Shlain’s style as a filmmaker is very modern but also uses archival and historical footage as well as charts and graphs, a style that reflects our complicated media reality.

“Today we’re being thrown so many things from different sources,” she said, noting that what’s needed is someone who is “leading you through the journey to give you context. We’re missing this today. There’s no overarching narrative. I still think that film and creators can create that narrative for people because people are very overwhelmed.”

One of the ways that Shlain combats that sense of overload is that for the past seven years, she’s taken one day a week as “a tech Shabbat,” turning off all screens. “It’s such an important thing to turn off the media to give me perspective.

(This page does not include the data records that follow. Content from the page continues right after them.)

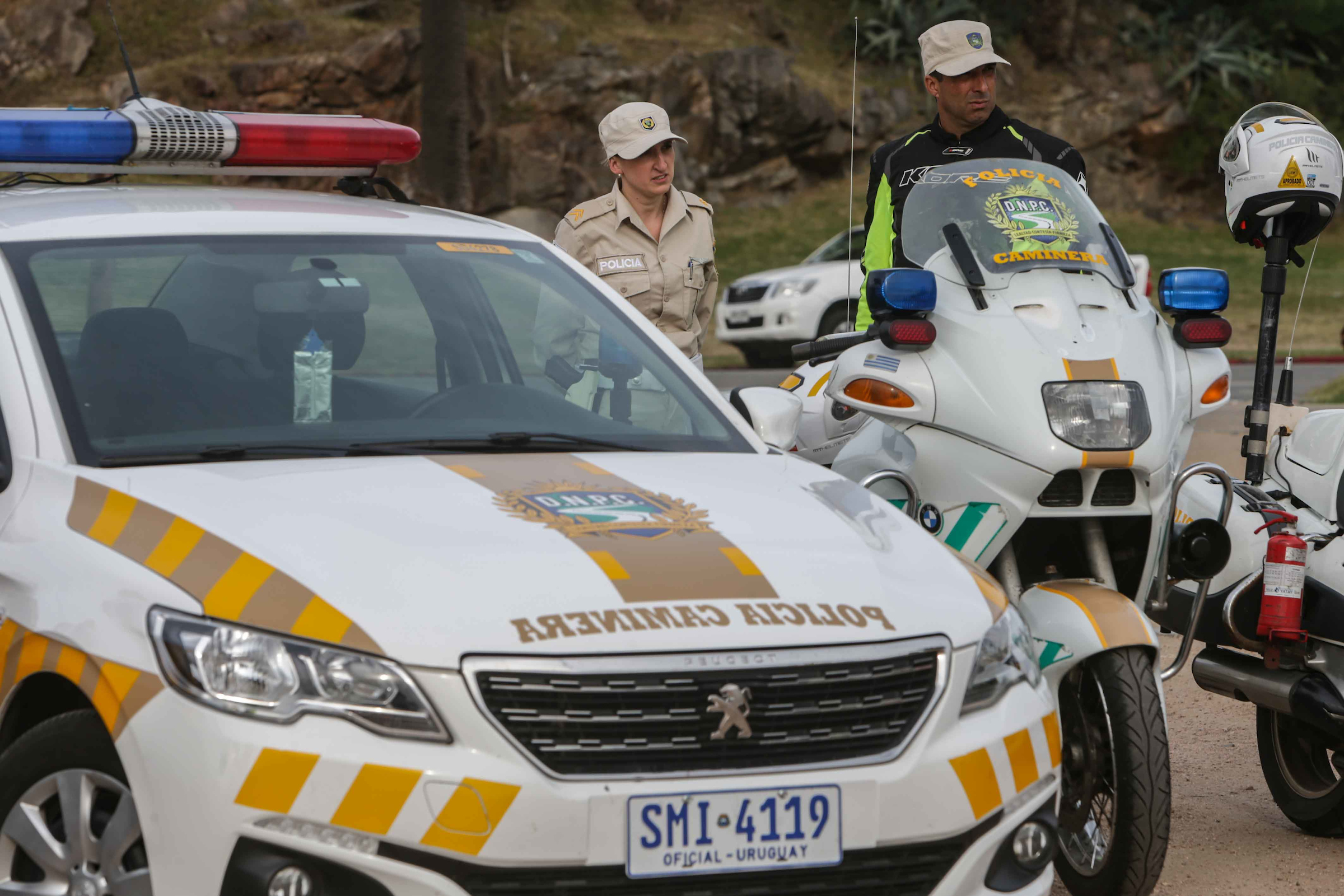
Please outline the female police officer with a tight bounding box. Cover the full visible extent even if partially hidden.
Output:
[555,102,719,368]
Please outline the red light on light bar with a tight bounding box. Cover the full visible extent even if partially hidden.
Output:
[1176,317,1233,348]
[225,113,421,168]
[887,320,938,348]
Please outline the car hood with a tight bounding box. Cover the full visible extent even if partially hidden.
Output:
[70,452,992,666]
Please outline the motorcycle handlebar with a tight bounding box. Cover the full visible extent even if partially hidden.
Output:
[793,333,878,364]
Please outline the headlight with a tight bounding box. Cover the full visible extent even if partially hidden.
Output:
[961,606,1040,715]
[1040,380,1153,451]
[770,279,817,298]
[149,607,451,741]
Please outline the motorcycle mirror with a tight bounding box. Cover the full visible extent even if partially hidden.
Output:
[1166,517,1233,582]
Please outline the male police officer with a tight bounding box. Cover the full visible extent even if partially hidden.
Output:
[857,21,1088,330]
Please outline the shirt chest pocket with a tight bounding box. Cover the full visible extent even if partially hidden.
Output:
[595,253,649,298]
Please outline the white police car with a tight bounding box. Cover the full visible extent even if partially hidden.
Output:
[0,101,1061,896]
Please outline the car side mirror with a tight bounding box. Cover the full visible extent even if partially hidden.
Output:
[729,385,802,451]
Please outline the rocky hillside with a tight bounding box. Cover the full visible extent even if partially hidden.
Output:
[0,0,1207,220]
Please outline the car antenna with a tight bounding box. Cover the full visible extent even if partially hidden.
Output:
[844,16,859,333]
[108,0,145,105]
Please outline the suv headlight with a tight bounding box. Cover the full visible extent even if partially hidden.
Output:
[149,607,451,743]
[961,606,1040,715]
[1040,380,1153,451]
[770,278,817,298]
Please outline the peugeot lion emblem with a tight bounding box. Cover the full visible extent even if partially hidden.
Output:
[708,685,752,740]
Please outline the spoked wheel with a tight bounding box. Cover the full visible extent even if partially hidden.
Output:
[1256,710,1344,837]
[1055,647,1170,896]
[0,711,152,896]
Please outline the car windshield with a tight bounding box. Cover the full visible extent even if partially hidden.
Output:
[802,227,864,265]
[900,158,1128,289]
[4,235,752,465]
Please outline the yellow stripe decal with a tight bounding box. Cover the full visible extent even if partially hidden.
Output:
[1004,728,1039,792]
[234,748,319,814]
[950,747,1002,821]
[587,551,631,582]
[1036,584,1108,647]
[290,594,351,643]
[1040,712,1063,768]
[719,548,760,575]
[88,492,138,544]
[145,517,206,579]
[421,778,519,856]
[332,763,421,834]
[202,553,276,619]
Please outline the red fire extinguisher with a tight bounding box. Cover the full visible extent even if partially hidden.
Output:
[1256,511,1306,641]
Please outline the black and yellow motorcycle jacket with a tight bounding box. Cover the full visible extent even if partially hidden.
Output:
[857,106,1088,332]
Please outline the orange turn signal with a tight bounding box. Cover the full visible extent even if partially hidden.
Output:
[1199,374,1231,404]
[844,377,915,407]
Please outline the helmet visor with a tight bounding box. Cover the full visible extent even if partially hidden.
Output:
[1236,102,1325,128]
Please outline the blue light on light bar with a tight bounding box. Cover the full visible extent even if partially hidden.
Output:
[0,109,136,168]
[1157,267,1229,314]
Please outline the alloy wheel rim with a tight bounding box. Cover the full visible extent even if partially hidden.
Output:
[1059,665,1117,877]
[1270,712,1340,799]
[0,768,152,896]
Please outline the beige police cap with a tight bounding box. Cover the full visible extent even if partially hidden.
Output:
[597,102,685,158]
[920,19,1012,78]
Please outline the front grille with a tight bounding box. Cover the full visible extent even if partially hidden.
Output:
[1036,470,1083,506]
[1093,470,1135,506]
[468,638,946,777]
[377,833,978,896]
[726,283,770,305]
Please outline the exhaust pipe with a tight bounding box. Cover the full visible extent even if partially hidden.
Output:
[1191,647,1344,743]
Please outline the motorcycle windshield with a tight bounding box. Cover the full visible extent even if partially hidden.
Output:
[900,158,1129,289]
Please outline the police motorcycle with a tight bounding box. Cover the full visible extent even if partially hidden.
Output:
[1149,104,1344,837]
[782,158,1231,896]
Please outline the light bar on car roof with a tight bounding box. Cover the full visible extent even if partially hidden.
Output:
[0,100,421,175]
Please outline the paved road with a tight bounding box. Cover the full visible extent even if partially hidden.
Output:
[710,364,1344,896]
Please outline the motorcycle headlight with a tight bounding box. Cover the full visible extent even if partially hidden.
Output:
[961,606,1040,715]
[149,607,451,743]
[1040,380,1153,451]
[770,279,817,298]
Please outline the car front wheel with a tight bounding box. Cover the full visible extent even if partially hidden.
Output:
[0,710,153,896]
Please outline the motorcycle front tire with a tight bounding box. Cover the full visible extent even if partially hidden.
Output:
[1055,646,1172,896]
[1256,708,1344,837]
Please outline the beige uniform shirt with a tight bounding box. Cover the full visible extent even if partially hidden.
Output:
[555,181,719,357]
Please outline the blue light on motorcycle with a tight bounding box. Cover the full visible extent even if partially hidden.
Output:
[868,267,938,312]
[1157,267,1227,313]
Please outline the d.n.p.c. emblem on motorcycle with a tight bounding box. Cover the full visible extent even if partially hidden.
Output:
[708,684,752,740]
[494,482,713,539]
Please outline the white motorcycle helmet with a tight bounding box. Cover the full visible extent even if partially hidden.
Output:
[1217,102,1344,246]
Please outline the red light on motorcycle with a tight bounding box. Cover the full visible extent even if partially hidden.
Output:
[1175,317,1233,348]
[1199,374,1231,404]
[844,377,915,407]
[887,320,938,348]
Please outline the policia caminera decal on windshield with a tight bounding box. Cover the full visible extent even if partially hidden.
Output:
[430,454,777,603]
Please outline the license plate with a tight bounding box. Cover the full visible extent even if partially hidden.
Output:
[625,785,841,877]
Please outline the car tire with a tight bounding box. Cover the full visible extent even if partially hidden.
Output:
[817,302,859,338]
[1055,647,1172,896]
[0,710,152,896]
[1256,708,1344,837]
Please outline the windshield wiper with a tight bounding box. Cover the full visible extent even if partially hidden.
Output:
[98,445,349,466]
[349,432,657,454]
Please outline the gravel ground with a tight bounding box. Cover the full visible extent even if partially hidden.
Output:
[710,364,1344,896]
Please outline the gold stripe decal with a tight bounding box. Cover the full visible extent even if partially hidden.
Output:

People are just too inundated and you lose perspective without having time away to find out what the narrative is.”

Since “The Tribe,” Shlain has continued to create narratives: in “Connected,” examining how the internet bridges gaps, creates community and keeps us connected; in “The Science of Character,” examining how to develop character based on neuroscience research; in “Making a Mensch,” applying Jewish values in an exploration of how to raise children to become good people; and in “50/50,” exploring the subject of women in leadership and what it will require of us as a society to get to a state of gender equality. In many of these cases, Shlain encouraged viewers to do simultaneous screenings around the world, to start a global conversation and create a communal experience. (You can view a number of other short films at her website, LetItRipple.org.)

The next global communal experience on Shlain’s agenda is 50/50 Day, May 10, 2017, an attempt to bring together people around the world to discuss what it will take to get us to a gender-balanced world, to the benefit of everyone. People sign up to host a short film screening, engage in discussion using provided materials, and join a global LiveCast Q&A featuring different speakers every half hour for 24 hours. (You can view the trailer for this event below and sign up here.)

We don’t have to love Barbie or her unrealistic dimensions. But for Shlain, Barbie was a creative catalyst for exploring her own Jewish identity and creating “The Tribe,” and forging the beginnings of her path as a powerful feminist filmmaker.